От упрека, легкомысленно брошенного Гроэром, Джимми похолодел. Он обхватил юношу заскорузлыми руками и крепко прижал к себе.
– Не говори так, мальчик мой, умоляю тебя. Никогда так не говори. Ты ведь знаешь, кроме тебя у меня нет никого в целом мире. Я вынянчил тебя, Гро. Ты мне как сын. – Он затих на минуту и снова с жаром повторил: – Никогда не говори.
– Я человек, Джимми, понимаешь, хочешь ты этого или нет. – Юноша высвободился из его объятий. – Я не могу не думать.
Ветер меж тем все усиливался. Собиравшиеся отовсюду облака еще сияли круто вздыбленными белоснежными спинами, но их обращенные к земле подбрюшья уже наливались свинцовой тяжестью. Океан, похитив у неба клочья облаков, украсился ими. Растрепанные кроны деревьев смешались в одну колышущуюся, тревожно гудящую массу. Прямо на глазах земля окутывалась преждевременными сумерками.
– Сейчас польет, – заметил Джимми, бросив взгляд на почерневшее небо. – Хорошо бы не попугал, а по-настоящему. Земля давно дождя просит. Пойдем-ка в дом. Простудишься.
Гроэр позволил увести себя. Забытая им книга с девушкой его грез осталась лежать у обрыва.
– И хватит бегать голышом, – заботливой нянькой ворчал Джимми. – На-ка вот, надень свитер.
Гроэр машинально оделся.
– Не забудь вымыть руки. Мы садимся ужинать. Кажется, я вовремя успел все приготовить.
Джимми был искуссным кулинаром. Он любил покушать сам и от души потчевал своего подопечного. Их кухня располагалась за домом, в саду. Райский климат Калифорнии позволял находиться на воздухе круглый год.
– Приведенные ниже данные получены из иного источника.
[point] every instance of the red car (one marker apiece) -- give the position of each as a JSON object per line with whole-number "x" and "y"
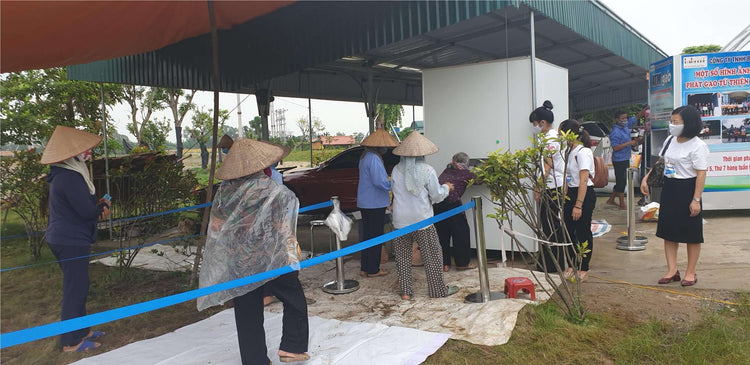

Пожалуй, только дождь и мог загнать их раньше времени под крышу. Но это не в счет, поскольку случался он крайне редко. И сегодня был именно тот, редкий день.
Они уже заканчивали вечернюю трапезу, когда разбухшие и отяжелевшие небеса разродились неистовым ливнем. На террасу вбежал промокший Тим.
– Где тебя носит, бездельник? – накинулся на него Джимми. – Изволь-ка поесть. Вторые сутки к миске не подходишь.
Пес сунул лохматую морду в миску, нехотя принюхался и, виновато покосившись на Джимми, попятился. Доплелся до подстилки, положил голову на мокрые грязные лапы и покорно стал ждать, когда его выбранят.
Пока Гроэр сидел, хмуро глядя перед собой, Джимми обтер мокрого пса тряпкой, собрал и перемыл посуду, вытер стол, расставил все по местам.
Дождь тщетно рвался внутрь сквозь крышу, превратив ее в грохочущий барабан. Ему ничего не оставалось, кроме как обтекать сплошным потоком стены и запотевшие стекла.
Джимми подумал о том, что работы ему теперь прибавится – выправлять размытые дорожки, расчищать грязь, собирать и сжигать поломанные ветки. Но вслух сказал только:
– Ну и льет. Природа на осенний лад настраивается. Да и то, пора уж.
Гроэр всегда удивлялся, как удается его опекуну определять времена года. Сам он в них абсолютно не разбирался. Может эти самые сезоны и существовали, но отличались они друг от друга весьма символически, если круглый год можно было купаться в бассейне и круглый год днем ходить босиком. Правда к "зиме" ночи становились не только длиннее, но и холоднее, и Джимми включал автономное отопление или зажигал камин. Последнее больше для уюта, объяснял он. Часть деревьев в саду – тех, что родом из средней полосы, исправно скидывала на пару месяцев листву, сохраняя приобретенные их предками привычки, но в конце февраля уже покрывалась цветами. Зато другая часть – та, что вечнозеленая, и не думала оголяться. В результате у Гроэра и создавалось обманчивое ощущение неизменности, застойности времени, состоящего из одного сплошного лета.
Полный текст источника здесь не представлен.